Gli sforzi dei difensori (gli avvocati Yasar Ravi, Mattia Cogliati, Barbara Pezzati, Stefano Camponovo, Felice Dafond e Sabrina Aldi, che si era espressa nel primo giorno del dibattimento) hanno cercato soprattutto di smontare la tesi accusatoria del tentato omicidio intenzionale sostenuta dalla procuratrice pubblica Valentina Tuoni. «Il referto del medico legale - ha osservato Camponovo - permette di concludere che nessuno ha messo realmente a rischio la vita della vittima: per farlo sarebbe servita una forza tale da lasciare segni, esterni e interni, più incisivi di quelli riscontrati». «Oggettivamente - ha affermato Cogliati - la vittima non è mai stata in pericolo di morte e non ha avuto conseguenze fisiche sul lungo termine». Le conseguenze psicologiche invece le soffre ancora oggi, come sottolineato nella prima udienza dall’avvocato della parte lesa, Sandra Xavier.
Chi ha fatto cosa
Un altro argomento ricorrente nelle arringhe è stato la critica alla procuratrice di aver fatto «di tutta l’erba un fascio» addossando le imputazioni principali a più persone. «Per certi reati l’accusatore ha messo tutti sullo stesso livello - ha fatto notare Dafond - ma così non è stato. Il mio assistito ha solo tentato di dare due sberle e la vittima, parlando di lui, ha dichiarato: ‘non mi ha fatto tanto male, anzi ha cercato di aiutarmi: mi dispiace che sia in carcere’. Lui ha sicuramente sbagliato a non cercare d’impedire quello che è successo, ma aveva paura di subire lo stesso trattamento». «Il mio cliente - ha detto l’avvocato Pezzati - non ha compiuto né incitato diversi degli episodi contenuti nell’atto d’accusa. Anzi, ha allontanato la spranga con cui è stato colpito il diciottenne e si è opposto quando un altro componente del gruppo voleva investirlo con l’auto. Non voleva di certo la sua morte. È stato un gregario durante il recupero di un credito». L’avvocato Cogliati rappresentava invece l’imputato con cui la vittima aveva il debito maggiore (duemila franchi, diventati settemila con gli interessi) e che aveva coinvolto gli altri accusati nella spedizione punitiva. «Ma è sbagliato dire che era il regista dell’operazione - ha argomentato il patrocinatore -. È stato piuttosto la scintilla.
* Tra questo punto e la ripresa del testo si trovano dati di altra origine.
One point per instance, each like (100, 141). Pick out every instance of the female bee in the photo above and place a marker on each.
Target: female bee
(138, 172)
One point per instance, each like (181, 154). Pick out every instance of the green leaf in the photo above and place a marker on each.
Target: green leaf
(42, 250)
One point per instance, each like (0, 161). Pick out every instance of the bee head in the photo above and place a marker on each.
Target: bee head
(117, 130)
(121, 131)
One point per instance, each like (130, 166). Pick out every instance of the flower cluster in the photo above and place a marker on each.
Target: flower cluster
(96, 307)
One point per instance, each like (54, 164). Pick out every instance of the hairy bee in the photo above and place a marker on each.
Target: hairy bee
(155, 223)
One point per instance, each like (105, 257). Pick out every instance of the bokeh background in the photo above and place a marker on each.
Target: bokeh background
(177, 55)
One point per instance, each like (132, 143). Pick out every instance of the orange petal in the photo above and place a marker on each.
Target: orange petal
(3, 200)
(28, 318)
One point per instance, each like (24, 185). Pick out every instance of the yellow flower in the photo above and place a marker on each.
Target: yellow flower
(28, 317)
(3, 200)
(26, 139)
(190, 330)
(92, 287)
Poi il fuoco si è sviluppato e lui non aveva più il controllo. Ha dato un calcio in testa alla vittima solo perché è scivolato: non voleva colpirlo in un punto sensibile. E in altre occasioni è stato lui a frenare i suoi compagni».
Domande e risposte
Un altro aspetto contestato dai legali è stata la scarsa collaborazione che gli imputati, a mente della procuratrice Tuoni, avrebbero mostrato durante l’inchiesta. «Il mio assistito - ha chiarito Ravi - si è assunto le sue responsabilità e lo ha fatto sin da subito, dando un contributo importante nella ricostruzione dei fatti». «E se la ricostruzione contenuta nell’atto d’accusa ha potuto essere così precisa, come fosse la cronaca minuto per minuto di una partita - ha rimarcato Camponovo - un po’ di merito ce l’avranno anche gli imputati». I fatti sono stati sostanzialmente ammessi e durante il processo gli accusati hanno risposto senza molti giri di parole alle domande del giudice Pagnamenta. Un interrogativo frequente era: «La vittima aveva la possibilità di andarsene?». La risposta, da parte di tutti, è sempre stata la stessa: «No».
Vogliono risarcirlo
Le ultime parole del processo, prima che la Corte esprima il suo giudizio, le hanno dette gli imputati. Tutti si sono scusati con la vittima e la sua famiglia. «Ho visto la sofferenza che ho causato alla mia di famiglia - ha raccontato uno dei ragazzi -, possono solo immaginare quella che ha patito la sua: le scuse non sono abbastanza». Una sensazione condivisa anche da altri giovani alla sbarra. «Scusarsi ora è troppo facile... Voglio chiedere perdono con tutta la mia anima per il dolore che ho causato». «Mi vergogno - ha aggiunto un altro ragazzo -, vorrei rimettere in piedi la mia vita e risarcire la vittima». «Anche io vorrei farlo: mi sento un mostro per quello che ho fatto».